Roles of shortwave radiation forcing on ENSO: A study with a Coupled Ocean-Atmosphere Model

Bin WANG
Department of Meteorology, School of Ocean and Earth Science and Technology, University of Hawaii

Z. Fang
Department of Meteorology, School of Ocean and Earth Science and Technology, University of Hawaii


This paper describes a coupled tropical ocean-atmosphere model which fills the gap between anomaly coupled models and fully coupled general circulation models. Both the atmosphere and ocean models are two and half layer primitive equation models which accentuate physical processes in oceanic mixed layer and atmospheric boundary layer, combining with essential dynamics for the thermocline and free atmosphere. The two media are coupled throguh both momentum and heat flux exchange without explicit flux correction. The model is capable of reproducing realistic features of both the climatological annual cycle and interannual variations (ENSO) in the tropical Pacific. The model allows interaction between the mean, annual cycle and ENSO. In the presence of annual mean shortwave radiation forcing, the model exhibits an intrinsic mode of interannual oscillation (ENSO). The oscillation period depends on the distribution of the mean shortwave radiation forcing. The annual cycle of the solar forcing is shown to fundamentally alter the behavior of ENSO cycles through establishing a coupled annual cycle. As a result of the interaction between the annual cycle and ENSO mode, the single spectral peak of the intrinsic ENSO mode (with a period of 2.8 years) becomes a double peak with a quasi-bienniel (2-years) and a low-frequency (4-5 years) component; the evolution of ENSO becomes phase-locked to the annual cycle; and the amplitude and frequency of ENSO cycles exhibit interdecadal modulation. The interdecadal variation in ENSO cycles results from the interaction between the mean state and the two components of the ENSO cycles.
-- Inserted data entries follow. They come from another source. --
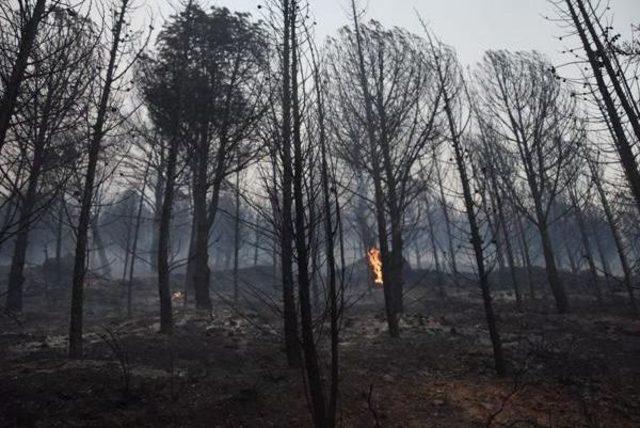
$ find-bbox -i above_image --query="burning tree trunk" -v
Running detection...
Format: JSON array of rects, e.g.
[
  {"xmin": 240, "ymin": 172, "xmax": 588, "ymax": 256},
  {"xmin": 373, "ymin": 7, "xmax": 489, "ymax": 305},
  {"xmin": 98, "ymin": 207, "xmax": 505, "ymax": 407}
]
[{"xmin": 351, "ymin": 0, "xmax": 399, "ymax": 337}]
It is shown that the western Pacific monsoon (the annual forcing in the western Pacific) is primarily responsible for the generation of multi-time scales (the bienniel and low-frequency components). The annual march of the eastern Pacific ITCZ plays a role in locking the ENSO phase to the annual cycle. The model's deficiencies, limitations, and future works are also discussed.